Первое «путешествие»

Мысль о путешествии в качестве поэтической альтернативы наскучившей прозе жизни обнаруживает себя уже в раннем творчестве Гончарова. К повести «Лихая болесть» (1838) приложимо авторское определение: это повесть «домашнего», «шуточного содержания», относящаяся к «частным случаям или лицам» (7, 219) (замечание в сторону семейства Майковых и их друзей). Повесть обычно трактуется, вослед Б. М. Энгельгардту, как пародия на сентиментально-романтическое обожание природы, предсказавшая критический пафос зрелых книг10. Но она может быть прочитана и как произведение, которое открыло тему «путешествия» в творчестве писателя и при этом в том самом ракурсе, в каковом она предстанет во «Фрегате „Паллада“».

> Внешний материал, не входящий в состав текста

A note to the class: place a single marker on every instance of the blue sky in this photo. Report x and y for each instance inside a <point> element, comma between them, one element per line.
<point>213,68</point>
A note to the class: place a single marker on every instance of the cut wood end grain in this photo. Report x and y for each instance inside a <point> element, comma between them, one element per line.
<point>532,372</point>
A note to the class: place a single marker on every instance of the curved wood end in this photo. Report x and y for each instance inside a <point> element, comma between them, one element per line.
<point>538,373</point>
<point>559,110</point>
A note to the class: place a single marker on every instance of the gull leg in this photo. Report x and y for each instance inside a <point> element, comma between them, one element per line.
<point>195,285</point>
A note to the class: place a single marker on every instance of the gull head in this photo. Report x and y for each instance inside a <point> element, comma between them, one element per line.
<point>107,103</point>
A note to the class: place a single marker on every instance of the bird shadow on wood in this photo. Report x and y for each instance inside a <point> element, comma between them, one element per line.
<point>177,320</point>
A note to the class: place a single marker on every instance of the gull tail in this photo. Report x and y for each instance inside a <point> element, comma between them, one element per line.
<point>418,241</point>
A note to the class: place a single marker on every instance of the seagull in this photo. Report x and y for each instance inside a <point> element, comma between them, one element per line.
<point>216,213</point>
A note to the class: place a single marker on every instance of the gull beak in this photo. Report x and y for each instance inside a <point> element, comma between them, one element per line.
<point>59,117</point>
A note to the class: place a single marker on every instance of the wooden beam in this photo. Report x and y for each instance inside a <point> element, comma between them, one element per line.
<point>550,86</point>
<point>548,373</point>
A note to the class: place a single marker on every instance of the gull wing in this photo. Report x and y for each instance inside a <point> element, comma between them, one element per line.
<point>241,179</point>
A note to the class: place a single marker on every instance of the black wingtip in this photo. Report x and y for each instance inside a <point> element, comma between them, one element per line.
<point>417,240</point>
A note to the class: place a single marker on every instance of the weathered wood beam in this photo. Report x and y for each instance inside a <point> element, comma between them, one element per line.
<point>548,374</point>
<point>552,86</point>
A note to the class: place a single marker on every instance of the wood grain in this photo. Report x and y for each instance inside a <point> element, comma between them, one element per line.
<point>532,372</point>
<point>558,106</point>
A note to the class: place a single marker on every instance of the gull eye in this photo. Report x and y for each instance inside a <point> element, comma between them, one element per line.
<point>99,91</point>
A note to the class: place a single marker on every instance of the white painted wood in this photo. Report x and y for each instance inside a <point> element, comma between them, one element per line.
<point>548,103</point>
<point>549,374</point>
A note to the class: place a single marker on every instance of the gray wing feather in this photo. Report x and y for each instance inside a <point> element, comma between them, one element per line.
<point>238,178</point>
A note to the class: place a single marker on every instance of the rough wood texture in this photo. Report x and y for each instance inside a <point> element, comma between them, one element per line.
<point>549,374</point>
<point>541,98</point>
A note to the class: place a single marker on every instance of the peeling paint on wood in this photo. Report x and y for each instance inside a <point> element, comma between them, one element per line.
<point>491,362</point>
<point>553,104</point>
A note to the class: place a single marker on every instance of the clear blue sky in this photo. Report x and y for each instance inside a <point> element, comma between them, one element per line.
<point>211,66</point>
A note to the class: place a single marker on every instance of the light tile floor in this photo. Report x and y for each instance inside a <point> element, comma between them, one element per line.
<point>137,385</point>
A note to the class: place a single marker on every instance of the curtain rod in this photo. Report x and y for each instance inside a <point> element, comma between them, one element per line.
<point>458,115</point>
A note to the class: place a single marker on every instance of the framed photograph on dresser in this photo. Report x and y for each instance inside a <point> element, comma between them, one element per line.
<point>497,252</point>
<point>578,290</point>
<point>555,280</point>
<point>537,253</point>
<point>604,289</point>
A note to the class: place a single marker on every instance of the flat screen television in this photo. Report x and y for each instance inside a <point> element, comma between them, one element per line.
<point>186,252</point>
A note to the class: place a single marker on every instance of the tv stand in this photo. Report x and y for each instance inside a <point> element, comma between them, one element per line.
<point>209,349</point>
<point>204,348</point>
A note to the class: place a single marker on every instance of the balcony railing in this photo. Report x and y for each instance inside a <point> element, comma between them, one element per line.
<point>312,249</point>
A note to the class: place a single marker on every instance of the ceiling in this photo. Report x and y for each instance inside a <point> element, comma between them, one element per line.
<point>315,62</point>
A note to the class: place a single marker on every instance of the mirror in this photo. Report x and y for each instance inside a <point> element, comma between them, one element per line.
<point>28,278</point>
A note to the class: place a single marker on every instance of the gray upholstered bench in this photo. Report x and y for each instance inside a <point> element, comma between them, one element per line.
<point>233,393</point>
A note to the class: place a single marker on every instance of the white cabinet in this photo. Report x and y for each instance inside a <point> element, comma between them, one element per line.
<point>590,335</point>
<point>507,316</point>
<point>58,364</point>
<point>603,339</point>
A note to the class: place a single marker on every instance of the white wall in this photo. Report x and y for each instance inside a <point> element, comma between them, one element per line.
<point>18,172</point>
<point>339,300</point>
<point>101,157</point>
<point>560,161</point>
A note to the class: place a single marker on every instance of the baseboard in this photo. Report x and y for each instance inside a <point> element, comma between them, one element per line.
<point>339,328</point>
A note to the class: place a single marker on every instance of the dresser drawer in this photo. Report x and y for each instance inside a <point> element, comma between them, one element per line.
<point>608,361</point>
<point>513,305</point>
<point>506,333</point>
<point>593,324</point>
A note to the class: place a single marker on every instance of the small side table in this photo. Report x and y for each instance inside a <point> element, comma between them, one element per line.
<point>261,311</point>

В этой повести с ее иронией по отношению к книжным подражаниям содержатся мотивы, что прозвучат в полную силу в первом романе писателя. «Образованное семейство» Зудовых противопоставляет городу как скопищу всех пороков — идиллическую природу (недаром упоминается имя Феокрита). Мария Александровна, мать семейства, используя лексику и интонации, которые будут высмеиваться в «Обыкновенной истории», призывает: «...наслаждаться природой в полном смысле этого слова. За городом воздух чище, цветы ароматней, там грудь колеблется каким-то неведомым восторгом, там небесный свод не отуманен пылью, восходящей тучами от душных городских стен и смрадных улиц, там кровообращение правильнее, мысль свободнее, душа светлее, сердце чище, там человек беседует с природой в ее раме, среди полей, познает все величие...» (1, 357). Мотив бегства от цивилизации на дикую Натуру тоже звучит в описании Зудовых: «Они теперь ищут мало посещаемых захолустьев, для того, чтобы, слышь, беседовать с природой, дышать свежим воздухом, бежать от

- 139 -

пыли и... кто их знает от чего!» (1, 350). И сами места прогулок увидены как типичный сентименталистский пейзаж: озеро, как кисейное покрывало, вокруг «маленькие хижинки», «все приюты незатейливого счастья, труда, довольства, любви и семейных добродетелей» (1, 362). В обрисовке вдохновителя этих походов Ивана Степановича Вереницына пародируются уже романтические штампы (столь, казалось бы, неожиданно прилагаемые к фигуре этого «статского советника не у дел»). Он «задумчив и угрюм», «гордец», о нем ходят неблагоприятные таинственные слухи. О Вереницыне рассказывают и легенды: путешествовал по России, был в Крыму, в Сибири и на Кавказе, потом уединился в Оренбургском крае, где «частенько ездил по степи и влюбился там в какую-то калмычку или татарку» (отзвук популярного сюжета о любви дикарки и «героя из общества»). Сначала высказывается предположение, что Вереницын «знается с демоном». Потом он характеризуется уже как «демон-искуситель, вкрадывается в душу, усыпляет, доводит до бесчувствия, а там уже поразит своею чарой» (1, 354).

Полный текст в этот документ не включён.